Zacząłem spokojnie,miałem nadzieję,że mu się spodoba.

"I'll never let you go again,like I did oh I used to say"

"I would never fall in love again until I found him I said, I would never fall unless"

Zaśpiewałem oddając się całkowicie piosence i uczuciu jakie mi towarzyszyło. Kochałem Lixa z całego serca.

" It's you I fall into I was lost within the darkness,but them I found him I found you."

"Felix, pulled me in, I asked to Love him once again
You fell, I caught you I'll never let you go again like I did
Oh, I used to say"

Spojrzałem na Lixa,i sam nie wiedziałem czy się cieszyć,ponieważ płakał. Chyba będę musiał go potem pocieszać...

"I would never fall in love again until I found him
I said, "I would never fall unless it's you I fall into"
I was lost within the darkness, but then I found him
I found you"

Zapadła cisza,została mi ostatnia zwrotka do zaśpiewania i byłem z siebie dumny. Dałem radę,wyznałem przed cała szkołą,że kocham mojego Lixa. Byłem z siebie cholernie dumny.

"I would never fall in love again until I found her
I said, "I would never fall unless it's you I fall into"
I was lost within the darkness, but then I found her
I found you"

Skończyłem piosenkę i spojrzałem na widownię która zaczęła klaskać. Byłem szczęśliwy,że nie mieli problemu do mojego związku z Lixem. A właściwie zostało mi samo przemówienie.

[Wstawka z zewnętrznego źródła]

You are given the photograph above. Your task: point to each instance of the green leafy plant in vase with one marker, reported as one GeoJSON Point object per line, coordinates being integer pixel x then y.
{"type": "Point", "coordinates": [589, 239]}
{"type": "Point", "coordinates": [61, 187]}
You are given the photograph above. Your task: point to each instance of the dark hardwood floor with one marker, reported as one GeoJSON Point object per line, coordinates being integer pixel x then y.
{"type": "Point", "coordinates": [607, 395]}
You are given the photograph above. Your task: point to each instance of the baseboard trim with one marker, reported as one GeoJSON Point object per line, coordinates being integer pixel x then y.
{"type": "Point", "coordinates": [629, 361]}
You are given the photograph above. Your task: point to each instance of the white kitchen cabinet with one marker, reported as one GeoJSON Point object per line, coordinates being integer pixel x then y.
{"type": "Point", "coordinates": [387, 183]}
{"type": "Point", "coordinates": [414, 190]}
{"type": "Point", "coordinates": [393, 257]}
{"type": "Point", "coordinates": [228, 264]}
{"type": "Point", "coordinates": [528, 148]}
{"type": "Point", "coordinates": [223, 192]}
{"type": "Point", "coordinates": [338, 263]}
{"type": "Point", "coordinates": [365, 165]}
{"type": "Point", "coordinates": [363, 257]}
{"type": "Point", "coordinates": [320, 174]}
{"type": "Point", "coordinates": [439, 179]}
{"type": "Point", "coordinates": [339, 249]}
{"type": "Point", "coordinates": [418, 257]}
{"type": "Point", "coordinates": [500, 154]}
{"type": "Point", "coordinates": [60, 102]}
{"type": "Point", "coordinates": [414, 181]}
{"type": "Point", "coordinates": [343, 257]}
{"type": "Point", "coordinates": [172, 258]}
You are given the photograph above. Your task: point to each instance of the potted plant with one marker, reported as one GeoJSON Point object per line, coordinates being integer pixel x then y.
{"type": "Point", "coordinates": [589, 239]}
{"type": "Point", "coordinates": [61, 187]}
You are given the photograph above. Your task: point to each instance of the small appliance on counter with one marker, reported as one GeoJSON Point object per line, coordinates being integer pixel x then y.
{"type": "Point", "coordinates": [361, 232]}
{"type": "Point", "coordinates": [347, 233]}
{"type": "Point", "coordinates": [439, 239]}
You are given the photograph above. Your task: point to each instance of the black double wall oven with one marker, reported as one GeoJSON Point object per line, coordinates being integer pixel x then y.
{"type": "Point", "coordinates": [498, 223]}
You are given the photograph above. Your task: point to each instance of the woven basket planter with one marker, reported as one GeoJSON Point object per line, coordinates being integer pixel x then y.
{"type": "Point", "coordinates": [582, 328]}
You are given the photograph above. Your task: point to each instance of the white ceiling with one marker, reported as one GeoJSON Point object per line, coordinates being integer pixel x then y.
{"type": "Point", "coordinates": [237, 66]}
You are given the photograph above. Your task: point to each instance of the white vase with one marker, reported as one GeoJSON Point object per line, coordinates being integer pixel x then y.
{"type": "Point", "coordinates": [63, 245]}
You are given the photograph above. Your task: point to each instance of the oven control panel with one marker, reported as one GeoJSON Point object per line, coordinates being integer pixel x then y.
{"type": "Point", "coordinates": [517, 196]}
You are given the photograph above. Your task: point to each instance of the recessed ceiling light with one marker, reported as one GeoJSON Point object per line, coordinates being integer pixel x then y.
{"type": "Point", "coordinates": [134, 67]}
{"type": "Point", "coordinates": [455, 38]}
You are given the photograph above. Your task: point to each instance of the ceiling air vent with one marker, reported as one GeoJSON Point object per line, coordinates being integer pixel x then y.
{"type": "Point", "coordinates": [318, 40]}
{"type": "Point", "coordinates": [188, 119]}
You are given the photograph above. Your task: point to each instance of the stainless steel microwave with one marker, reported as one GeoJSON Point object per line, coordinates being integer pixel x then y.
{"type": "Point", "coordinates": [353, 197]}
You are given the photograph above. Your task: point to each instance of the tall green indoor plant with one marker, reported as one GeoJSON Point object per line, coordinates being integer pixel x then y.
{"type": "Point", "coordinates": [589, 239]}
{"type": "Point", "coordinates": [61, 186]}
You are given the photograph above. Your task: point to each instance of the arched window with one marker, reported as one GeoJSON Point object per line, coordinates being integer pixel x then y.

Hyunjin  - Dziękuję każdemu kto przyszedł by posłuchać naszej muzyki. Było nam naprawdę miło! - powiedziałem z uśmiechem a następnie dodałem. - Piosenką którą przed chwilką zaśpiewałem było "Until I found you". Wydaje mi się,że nigdy w życiu bym nie miał odwagi zaśpiewać coś przed widownia, jednak dzięki mojemu chłopakowi byłem w stanie dziś za wami przedstawić tą piosenkę! Ale szczerze mówiąc nie spodziewałem się,że sprawie by mój chłopak płakał. Będę musiał go chyba pocieszyć - powiedziałem z uśmiechem widząc jak moi przyjaciele próbują uspokoić Felixa. - Wiecie,Lix jest najlepszym co mnie w całym życiu spotkało,jest moim plastrem który zawsze zagoi nawet najmniejsza ranę,jest moim oczkiem w głowie którego nie zamierzam zostawić. Mam nadzieję,że wy również znajdziecie taką osobę! - powiedziałem końcowe zdanie i się ukloniłem. - Dziękuję za poświęcony czas! - wraz z tym zdaniem zszedłem z sceny gdzie czekał mnie rozczulomy Bangchan.

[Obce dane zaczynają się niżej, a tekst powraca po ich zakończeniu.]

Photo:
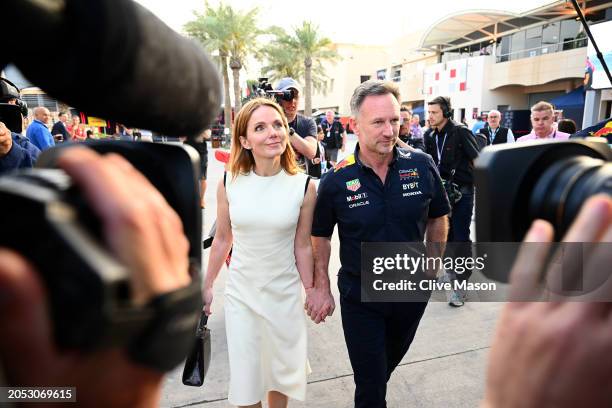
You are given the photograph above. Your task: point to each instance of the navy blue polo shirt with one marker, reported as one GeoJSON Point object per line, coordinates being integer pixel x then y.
{"type": "Point", "coordinates": [368, 210]}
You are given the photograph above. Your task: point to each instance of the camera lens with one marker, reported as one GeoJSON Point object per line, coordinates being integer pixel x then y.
{"type": "Point", "coordinates": [562, 189]}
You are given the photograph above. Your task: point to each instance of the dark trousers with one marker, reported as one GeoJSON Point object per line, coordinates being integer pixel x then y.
{"type": "Point", "coordinates": [377, 337]}
{"type": "Point", "coordinates": [460, 222]}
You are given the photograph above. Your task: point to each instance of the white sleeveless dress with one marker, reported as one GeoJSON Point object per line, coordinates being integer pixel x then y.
{"type": "Point", "coordinates": [264, 313]}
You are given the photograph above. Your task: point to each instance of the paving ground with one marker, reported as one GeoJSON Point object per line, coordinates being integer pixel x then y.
{"type": "Point", "coordinates": [443, 368]}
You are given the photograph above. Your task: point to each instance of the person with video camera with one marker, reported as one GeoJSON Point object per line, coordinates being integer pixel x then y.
{"type": "Point", "coordinates": [334, 137]}
{"type": "Point", "coordinates": [60, 128]}
{"type": "Point", "coordinates": [265, 206]}
{"type": "Point", "coordinates": [302, 129]}
{"type": "Point", "coordinates": [16, 151]}
{"type": "Point", "coordinates": [551, 350]}
{"type": "Point", "coordinates": [454, 148]}
{"type": "Point", "coordinates": [146, 235]}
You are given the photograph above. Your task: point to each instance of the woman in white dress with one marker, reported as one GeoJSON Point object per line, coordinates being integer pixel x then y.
{"type": "Point", "coordinates": [265, 207]}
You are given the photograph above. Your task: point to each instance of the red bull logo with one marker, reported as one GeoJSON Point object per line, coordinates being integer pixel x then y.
{"type": "Point", "coordinates": [604, 131]}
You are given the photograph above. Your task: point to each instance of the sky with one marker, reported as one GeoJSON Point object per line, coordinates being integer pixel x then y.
{"type": "Point", "coordinates": [359, 22]}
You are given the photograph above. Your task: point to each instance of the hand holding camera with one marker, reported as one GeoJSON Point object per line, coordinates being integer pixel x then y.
{"type": "Point", "coordinates": [145, 233]}
{"type": "Point", "coordinates": [6, 140]}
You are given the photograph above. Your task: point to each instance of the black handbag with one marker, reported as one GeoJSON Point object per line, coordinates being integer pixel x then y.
{"type": "Point", "coordinates": [198, 359]}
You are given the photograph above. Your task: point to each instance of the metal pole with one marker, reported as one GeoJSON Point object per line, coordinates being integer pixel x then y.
{"type": "Point", "coordinates": [588, 31]}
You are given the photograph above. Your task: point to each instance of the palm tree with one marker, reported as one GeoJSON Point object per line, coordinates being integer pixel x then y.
{"type": "Point", "coordinates": [281, 63]}
{"type": "Point", "coordinates": [233, 35]}
{"type": "Point", "coordinates": [214, 35]}
{"type": "Point", "coordinates": [307, 43]}
{"type": "Point", "coordinates": [244, 34]}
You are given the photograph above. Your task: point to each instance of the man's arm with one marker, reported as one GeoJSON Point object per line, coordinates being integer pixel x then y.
{"type": "Point", "coordinates": [319, 300]}
{"type": "Point", "coordinates": [303, 245]}
{"type": "Point", "coordinates": [437, 229]}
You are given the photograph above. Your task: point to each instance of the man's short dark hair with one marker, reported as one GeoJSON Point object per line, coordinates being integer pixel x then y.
{"type": "Point", "coordinates": [444, 103]}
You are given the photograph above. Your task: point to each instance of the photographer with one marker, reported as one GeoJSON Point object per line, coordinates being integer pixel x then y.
{"type": "Point", "coordinates": [304, 136]}
{"type": "Point", "coordinates": [134, 215]}
{"type": "Point", "coordinates": [453, 148]}
{"type": "Point", "coordinates": [16, 151]}
{"type": "Point", "coordinates": [334, 137]}
{"type": "Point", "coordinates": [556, 352]}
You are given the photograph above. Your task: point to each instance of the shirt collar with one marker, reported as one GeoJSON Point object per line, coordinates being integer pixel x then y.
{"type": "Point", "coordinates": [362, 165]}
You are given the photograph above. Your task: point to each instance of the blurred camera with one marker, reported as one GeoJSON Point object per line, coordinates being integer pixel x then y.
{"type": "Point", "coordinates": [264, 89]}
{"type": "Point", "coordinates": [520, 182]}
{"type": "Point", "coordinates": [10, 115]}
{"type": "Point", "coordinates": [88, 289]}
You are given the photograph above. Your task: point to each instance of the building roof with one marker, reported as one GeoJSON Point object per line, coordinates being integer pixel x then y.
{"type": "Point", "coordinates": [475, 26]}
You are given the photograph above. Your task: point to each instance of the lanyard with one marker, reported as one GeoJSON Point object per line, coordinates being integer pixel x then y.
{"type": "Point", "coordinates": [438, 149]}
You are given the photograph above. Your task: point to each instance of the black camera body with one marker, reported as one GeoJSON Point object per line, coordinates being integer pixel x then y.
{"type": "Point", "coordinates": [520, 182]}
{"type": "Point", "coordinates": [10, 115]}
{"type": "Point", "coordinates": [52, 225]}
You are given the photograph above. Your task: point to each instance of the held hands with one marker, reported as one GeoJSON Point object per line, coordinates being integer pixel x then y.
{"type": "Point", "coordinates": [319, 304]}
{"type": "Point", "coordinates": [208, 297]}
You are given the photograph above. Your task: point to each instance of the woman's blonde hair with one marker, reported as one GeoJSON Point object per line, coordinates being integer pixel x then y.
{"type": "Point", "coordinates": [241, 160]}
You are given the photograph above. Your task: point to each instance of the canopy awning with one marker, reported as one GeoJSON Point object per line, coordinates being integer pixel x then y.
{"type": "Point", "coordinates": [572, 99]}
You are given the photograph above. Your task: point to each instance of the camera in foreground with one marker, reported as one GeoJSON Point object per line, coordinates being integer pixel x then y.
{"type": "Point", "coordinates": [89, 291]}
{"type": "Point", "coordinates": [521, 182]}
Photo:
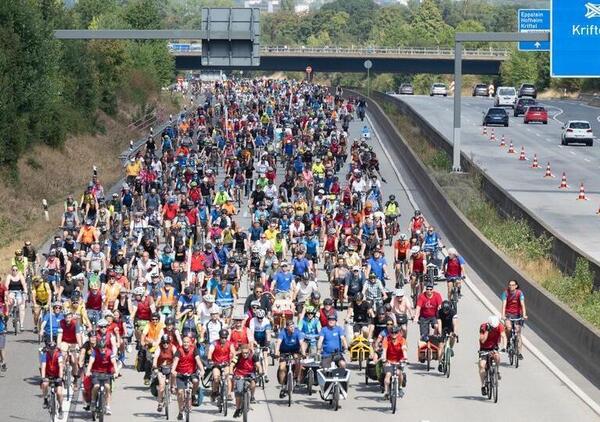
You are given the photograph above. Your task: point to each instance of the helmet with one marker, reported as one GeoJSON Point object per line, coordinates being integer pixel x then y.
{"type": "Point", "coordinates": [494, 321]}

Bangchan - Jezus maria stary ty jesteś cudowny! - powiedział,rzucając mi się na szyję.

Hyunjin - A weź Chan... Oboje daliśmy z siebie wszystko tak? - powiedziałem z uśmiechem. Miałem bardzo dobry humor.

Po chwili Chan odchrzaknal i odsunął się,pokazując wzrokiem na drzwi gdzie stał zapłakany Felix.

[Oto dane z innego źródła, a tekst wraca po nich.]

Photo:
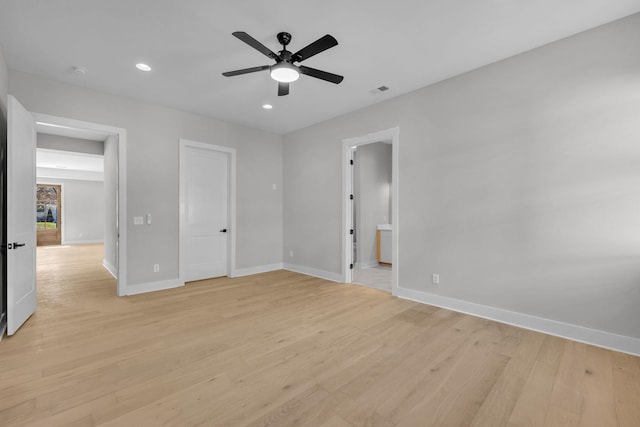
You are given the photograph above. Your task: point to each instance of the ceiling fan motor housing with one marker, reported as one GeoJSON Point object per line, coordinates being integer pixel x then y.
{"type": "Point", "coordinates": [284, 38]}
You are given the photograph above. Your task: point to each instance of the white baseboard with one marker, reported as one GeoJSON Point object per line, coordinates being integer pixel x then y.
{"type": "Point", "coordinates": [81, 242]}
{"type": "Point", "coordinates": [239, 272]}
{"type": "Point", "coordinates": [595, 337]}
{"type": "Point", "coordinates": [328, 275]}
{"type": "Point", "coordinates": [142, 288]}
{"type": "Point", "coordinates": [366, 264]}
{"type": "Point", "coordinates": [3, 325]}
{"type": "Point", "coordinates": [110, 268]}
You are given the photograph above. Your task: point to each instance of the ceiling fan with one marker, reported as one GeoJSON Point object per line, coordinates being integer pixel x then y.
{"type": "Point", "coordinates": [284, 71]}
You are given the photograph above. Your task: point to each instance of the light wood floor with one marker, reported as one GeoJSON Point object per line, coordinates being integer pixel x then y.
{"type": "Point", "coordinates": [281, 349]}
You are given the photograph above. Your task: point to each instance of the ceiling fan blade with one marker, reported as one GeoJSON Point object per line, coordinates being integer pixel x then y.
{"type": "Point", "coordinates": [245, 71]}
{"type": "Point", "coordinates": [320, 45]}
{"type": "Point", "coordinates": [283, 89]}
{"type": "Point", "coordinates": [319, 74]}
{"type": "Point", "coordinates": [255, 44]}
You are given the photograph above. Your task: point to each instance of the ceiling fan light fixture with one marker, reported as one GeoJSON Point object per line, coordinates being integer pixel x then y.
{"type": "Point", "coordinates": [284, 72]}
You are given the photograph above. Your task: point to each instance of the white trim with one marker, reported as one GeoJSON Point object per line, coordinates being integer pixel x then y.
{"type": "Point", "coordinates": [72, 174]}
{"type": "Point", "coordinates": [364, 265]}
{"type": "Point", "coordinates": [122, 183]}
{"type": "Point", "coordinates": [142, 288]}
{"type": "Point", "coordinates": [232, 229]}
{"type": "Point", "coordinates": [552, 327]}
{"type": "Point", "coordinates": [327, 275]}
{"type": "Point", "coordinates": [393, 135]}
{"type": "Point", "coordinates": [256, 270]}
{"type": "Point", "coordinates": [63, 238]}
{"type": "Point", "coordinates": [3, 325]}
{"type": "Point", "coordinates": [82, 242]}
{"type": "Point", "coordinates": [110, 268]}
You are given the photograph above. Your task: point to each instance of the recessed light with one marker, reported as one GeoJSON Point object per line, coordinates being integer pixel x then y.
{"type": "Point", "coordinates": [143, 67]}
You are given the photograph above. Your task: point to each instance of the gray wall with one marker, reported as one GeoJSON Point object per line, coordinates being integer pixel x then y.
{"type": "Point", "coordinates": [372, 176]}
{"type": "Point", "coordinates": [519, 183]}
{"type": "Point", "coordinates": [65, 143]}
{"type": "Point", "coordinates": [111, 203]}
{"type": "Point", "coordinates": [153, 135]}
{"type": "Point", "coordinates": [82, 209]}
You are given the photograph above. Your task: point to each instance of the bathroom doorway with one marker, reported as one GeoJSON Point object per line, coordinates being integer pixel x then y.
{"type": "Point", "coordinates": [370, 210]}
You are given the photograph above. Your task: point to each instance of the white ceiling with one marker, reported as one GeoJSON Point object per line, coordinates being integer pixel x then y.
{"type": "Point", "coordinates": [405, 45]}
{"type": "Point", "coordinates": [57, 159]}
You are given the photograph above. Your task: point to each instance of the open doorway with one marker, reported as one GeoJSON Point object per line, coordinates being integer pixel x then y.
{"type": "Point", "coordinates": [370, 207]}
{"type": "Point", "coordinates": [84, 162]}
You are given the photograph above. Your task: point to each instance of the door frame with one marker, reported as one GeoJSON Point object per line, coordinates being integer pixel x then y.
{"type": "Point", "coordinates": [62, 208]}
{"type": "Point", "coordinates": [348, 145]}
{"type": "Point", "coordinates": [121, 184]}
{"type": "Point", "coordinates": [231, 203]}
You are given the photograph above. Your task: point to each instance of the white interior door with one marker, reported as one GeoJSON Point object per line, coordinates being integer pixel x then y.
{"type": "Point", "coordinates": [21, 211]}
{"type": "Point", "coordinates": [204, 178]}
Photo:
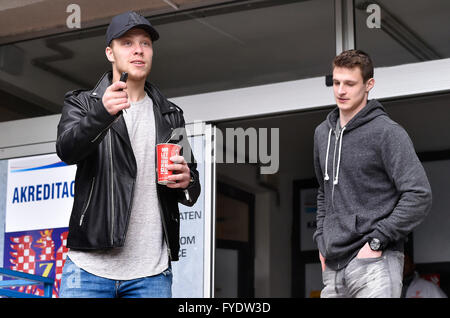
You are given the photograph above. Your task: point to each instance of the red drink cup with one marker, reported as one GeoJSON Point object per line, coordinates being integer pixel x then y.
{"type": "Point", "coordinates": [164, 152]}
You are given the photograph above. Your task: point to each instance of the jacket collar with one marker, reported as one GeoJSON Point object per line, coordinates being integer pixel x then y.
{"type": "Point", "coordinates": [152, 91]}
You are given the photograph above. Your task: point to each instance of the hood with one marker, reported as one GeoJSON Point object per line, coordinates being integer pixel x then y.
{"type": "Point", "coordinates": [372, 110]}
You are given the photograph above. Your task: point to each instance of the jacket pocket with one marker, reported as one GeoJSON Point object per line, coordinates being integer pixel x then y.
{"type": "Point", "coordinates": [83, 213]}
{"type": "Point", "coordinates": [340, 234]}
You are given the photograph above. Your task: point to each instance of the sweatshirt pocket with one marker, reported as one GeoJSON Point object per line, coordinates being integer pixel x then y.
{"type": "Point", "coordinates": [340, 234]}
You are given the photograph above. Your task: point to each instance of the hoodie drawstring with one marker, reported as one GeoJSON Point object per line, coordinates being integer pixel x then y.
{"type": "Point", "coordinates": [326, 158]}
{"type": "Point", "coordinates": [327, 177]}
{"type": "Point", "coordinates": [341, 135]}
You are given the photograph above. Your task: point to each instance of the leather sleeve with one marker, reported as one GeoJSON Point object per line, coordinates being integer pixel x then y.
{"type": "Point", "coordinates": [81, 127]}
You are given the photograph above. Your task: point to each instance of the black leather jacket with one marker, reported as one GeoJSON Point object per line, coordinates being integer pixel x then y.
{"type": "Point", "coordinates": [106, 169]}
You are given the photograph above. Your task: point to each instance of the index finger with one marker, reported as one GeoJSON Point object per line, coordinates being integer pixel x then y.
{"type": "Point", "coordinates": [118, 85]}
{"type": "Point", "coordinates": [178, 159]}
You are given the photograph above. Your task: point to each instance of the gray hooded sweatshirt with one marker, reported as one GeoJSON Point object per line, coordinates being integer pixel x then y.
{"type": "Point", "coordinates": [371, 184]}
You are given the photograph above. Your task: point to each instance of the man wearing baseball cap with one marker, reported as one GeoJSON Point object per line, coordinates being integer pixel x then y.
{"type": "Point", "coordinates": [124, 227]}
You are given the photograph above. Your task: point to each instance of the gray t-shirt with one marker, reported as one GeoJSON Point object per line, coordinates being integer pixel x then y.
{"type": "Point", "coordinates": [145, 251]}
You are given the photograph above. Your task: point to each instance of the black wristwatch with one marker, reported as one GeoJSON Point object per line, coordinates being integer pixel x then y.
{"type": "Point", "coordinates": [374, 244]}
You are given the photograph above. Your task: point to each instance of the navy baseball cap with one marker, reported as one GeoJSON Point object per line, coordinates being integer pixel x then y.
{"type": "Point", "coordinates": [122, 23]}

Felix - Hyunjin ty debilu! - powiedział z łzami w oczach i rzucił mi się na szyję,podczas gdy Chan wyszedł aby zostawić nas samych.

Hyunjin - Podobało ci się Lixie? Chyba nie byłem najgorszy...

Felix - Hwang Hyunjin byłeś kurwa zajebisty,nigdy nie słyszałem piękniejszego głosu a ta przemowa... Nie spodziewałem się jej.

Hyunjin - Ale chyba nie jesteś na mnie zły? - zapytałem z troską na twarzy,łapiąc Lixa w talii.

Felix - Czy wyglądam jakbym był zły? Przez cały czas chciałem wbiec na tą głupią scenę i chciałem cię pocałować ale nie mogłem. - przyznał się,lekko się rumieniąc.

Hyunjin -  A jeśli teraz cię pocałuje i poproszę byś opuścił
lekcje i poszedł że mną na randkę to byłbyś szczęśliwy?

Felix - Jeszcze pytasz ? - powiedział z wielkim uśmiechem na ustach.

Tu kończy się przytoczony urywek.